Garden Help Desk: Tips for preventing snow damage to landscape shrubs
- Wrapping evergreen shrubs like these arborvitaes with burlap or tree wrap can prevent snow breakage or other damage.
- This paper wasp nest is on a low branch right by a sidewalk, which creates a hazard for people walking past. In a situation like this, safely removing the nest may be needed.
- Hornets frequently build their football-shaped nests high in trees. These nests are abandoned in the fall and will break down in the winter weather.
- A long rose cane like this one can easily bend or break when snow collects on the persistent leaves.

Photo by Meredith Seaver
Wrapping evergreen shrubs like these arborvitaes with burlap or tree wrap can prevent snow breakage or other damage.
What is the best way to prevent my taller boxwood shrubs from having their branches bent or broken by snow this winter?
Any evergreen with soft or long, thin branches – think arborvitae, boxwood, laurel, yew or juniper – can be damaged when snow accumulates on the branches, but there are a few things you can do to prevent this.
The most common way to prevent snow damage is to wrap these shrubs with long strips of burlap or some other strong, soft product that will last through the winter. Start at the bottom of the shrub and just wrap your way up to the top. Make sure the loops around the shrubs are close enough to keep the branches securely contained.
You can also just gently brush or knock the snow off your shrubs during and after each snowstorm if you feel confident that you won’t forget to do it each time.
When possible, avoid throwing or blowing snow into shrub beds along sidewalks or driveways when you’re shoveling snow.

Photo by Meredith Seaver
This paper wasp nest is on a low branch right by a sidewalk, which creates a hazard for people walking past. In a situation like this, safely removing the nest may be needed.
If you’ll be planting new evergreen shrubs, you can save yourself some future work if you don’t plant them where ice and snow from your roof will land. Also, allow room in new shrub beds for tossing shoveled snow without damaging your plants.
Snow damage can also be a problem for rose bushes if their canes have grown tall during the summer. Roses can retain some of their leaves into the winter, and snow can collect on the leaves, bending and breaking the canes. You can prevent this by cutting back the tallest canes to about four or five feet tall. You don’t need to cut them back as far as you would during your normal springtime pruning. Also, check climbing roses for any long canes that aren’t secured to their trellis and cut them back or secure them.
I can see a wasp nest in my tree. There were a few wasps in our yard during the summer and now that the leaves have all dropped, I can see a round nest. What can I do to keep them from coming back next year?
This looks like a hornet nest. Nests like these aren’t reused from year to year, so you probably won’t see wasps in the same place again next year. At this time of year, the nest is empty and the queen is overwintering somewhere.
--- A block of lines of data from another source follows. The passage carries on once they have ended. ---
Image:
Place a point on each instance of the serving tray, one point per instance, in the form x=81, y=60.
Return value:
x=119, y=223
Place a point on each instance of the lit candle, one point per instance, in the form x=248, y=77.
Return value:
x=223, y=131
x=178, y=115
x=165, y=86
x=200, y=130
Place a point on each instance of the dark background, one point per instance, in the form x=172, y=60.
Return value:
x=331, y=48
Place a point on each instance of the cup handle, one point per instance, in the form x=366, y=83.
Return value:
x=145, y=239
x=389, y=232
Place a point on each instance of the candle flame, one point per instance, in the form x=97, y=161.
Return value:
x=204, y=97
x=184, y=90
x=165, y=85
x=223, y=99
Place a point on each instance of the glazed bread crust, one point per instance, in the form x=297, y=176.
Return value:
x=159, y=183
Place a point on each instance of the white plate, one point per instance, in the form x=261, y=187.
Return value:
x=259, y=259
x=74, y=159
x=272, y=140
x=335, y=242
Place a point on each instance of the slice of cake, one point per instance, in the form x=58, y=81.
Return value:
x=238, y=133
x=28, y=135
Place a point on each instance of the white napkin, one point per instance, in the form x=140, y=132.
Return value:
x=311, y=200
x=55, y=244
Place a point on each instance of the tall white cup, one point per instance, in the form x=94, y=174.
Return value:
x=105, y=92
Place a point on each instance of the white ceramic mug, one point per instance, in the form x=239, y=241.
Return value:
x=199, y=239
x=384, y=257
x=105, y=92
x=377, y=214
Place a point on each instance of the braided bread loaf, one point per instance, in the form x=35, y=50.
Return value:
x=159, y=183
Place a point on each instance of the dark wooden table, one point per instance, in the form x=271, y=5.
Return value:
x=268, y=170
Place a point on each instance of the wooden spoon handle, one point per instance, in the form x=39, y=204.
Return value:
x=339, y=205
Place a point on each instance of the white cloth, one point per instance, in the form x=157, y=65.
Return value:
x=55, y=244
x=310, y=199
She is the only surviving wasp from the nest and will start a new colony next year in a new location. The abandoned nest will break down in the elements, but you could also simply remove the nest, if you can reach it safely. Don’t try to remove active nests unless they are located near human activities that makes it necessary.
Both hornets and paper wasps will make nests in trees and on structures, but paper wasp nests, like the ones built by European paper wasps, can be shaped more like an open umbrella – quite different than football-shaped hornet nests. Paper wasp nests are also abandoned in the fall, and the queen will overwinter and start a new nest and colony in the spring.

Photo by Meredith Seaver
Hornets frequently build their football-shaped nests high in trees. These nests are abandoned in the fall and will break down in the winter weather.
It may be tempting to spray an active wasp nest with an insecticide, but this can be risky. Wasps can become agitated and aggressive while you spray. Also, some wasp and hornet sprays are not safe for trees and can cause damage. Read any product labels carefully to make sure you won’t trade one problem for another.
Hornets and other wasps are beneficial insects, eating other insects and spiders and helping to keep pest populations in balance. It’s best to manage them with non-chemical methods. For example, they may feed on over-ripe fruit and picnic foods, so keep old fruits cleaned up and keep picnic foods covered if you notice any hornets or wasps next year.
Meredith Seaver is a USU Extension horticulture assistant.

A long rose cane like this one can easily bend or break when snow collects on the persistent leaves.